Trois signaux, à 10 jours de l’AG de l’ONU :
À Paris, l’ambassadeur Charles Kushner réduit la cause palestinienne au seul Hamas et remet en cause la politique étrangère de la France, respectueuse de plusieurs principes qui fondent les Nations Unies.
Les propos de Charles Kushner reprennent quasiment mot pour mot la position israélienne, affirmant que tout geste de reconnaissance renforcerait le « terrorisme » et fragiliserait la sécurité d’Israël.
À Washington, Shahed Ghoreishi est limogé, par le Secrétaire d’Etat Marc Rubio, pour avoir rappelé la ligne Trump : ‘Nous ne soutenons pas la relocalisation forcée des Palestiniens de Gaza. »
À New York, les États-Unis révoquent aujourd’hui les visas du Fatah et de l’Autorité palestinienne, effaçant leur voix à l’Assemblée générale.
Les informations disponibles (Reuters, NYPost, autres reprises) indiquent que la décision porte la marque de Marco Rubio, secrétaire d’État.
Un mémo interne relayé par la presse précise que Rubio a recommandé personnellement l’annulation des visas déjà délivrés aux responsables de l’Autorité palestinienne et de l’OLP, y compris Mahmoud Abbas.

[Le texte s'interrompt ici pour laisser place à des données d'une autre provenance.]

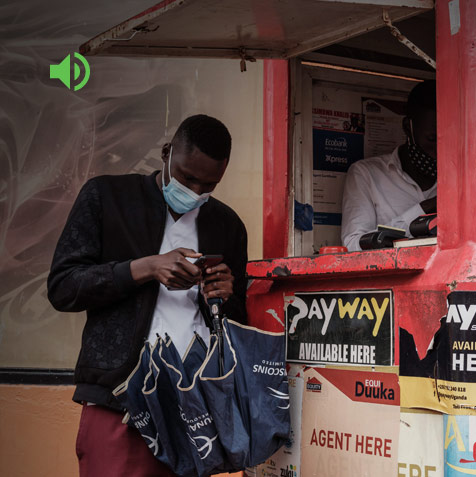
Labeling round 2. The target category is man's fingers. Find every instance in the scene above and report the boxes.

Le département d’État invoque, sans plus de précision, « des motifs de sécurité nationale » et la « violation des engagements de paix ».

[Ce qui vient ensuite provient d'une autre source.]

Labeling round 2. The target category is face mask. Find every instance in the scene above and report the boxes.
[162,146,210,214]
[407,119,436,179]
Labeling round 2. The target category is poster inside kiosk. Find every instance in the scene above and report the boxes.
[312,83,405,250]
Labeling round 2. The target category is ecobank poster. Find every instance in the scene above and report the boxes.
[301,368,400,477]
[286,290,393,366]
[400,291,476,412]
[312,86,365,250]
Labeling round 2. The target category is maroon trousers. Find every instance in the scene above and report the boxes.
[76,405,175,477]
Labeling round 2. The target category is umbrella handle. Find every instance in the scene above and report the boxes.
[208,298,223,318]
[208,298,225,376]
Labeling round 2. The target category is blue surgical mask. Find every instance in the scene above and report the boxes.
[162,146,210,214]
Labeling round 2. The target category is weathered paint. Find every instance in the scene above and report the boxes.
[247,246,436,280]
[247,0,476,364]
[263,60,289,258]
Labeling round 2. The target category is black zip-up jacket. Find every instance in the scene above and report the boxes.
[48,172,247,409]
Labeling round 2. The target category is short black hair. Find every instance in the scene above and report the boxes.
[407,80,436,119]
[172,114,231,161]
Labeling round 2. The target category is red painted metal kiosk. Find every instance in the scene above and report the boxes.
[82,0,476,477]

Le rapprochement de l’Autorité Pzlestinienne avec les instances internationales (CPI, ONU élargie) ou le soutien aux initiatives pour la reconnaissance d’un État palestinien vont-ils jusqu’à constituer un problème de sécurite nationale, au même titre que celui qui est invoquépar Netanyahou?
Les États-Unis, en tant que pays hôte de l’ONU, sont liés par l’“Headquarters Agreement” (1947), signé avec l’ONU, qui stipule qu’ils doivent garantir l’accès aux représentants de tous les États membres et observateurs.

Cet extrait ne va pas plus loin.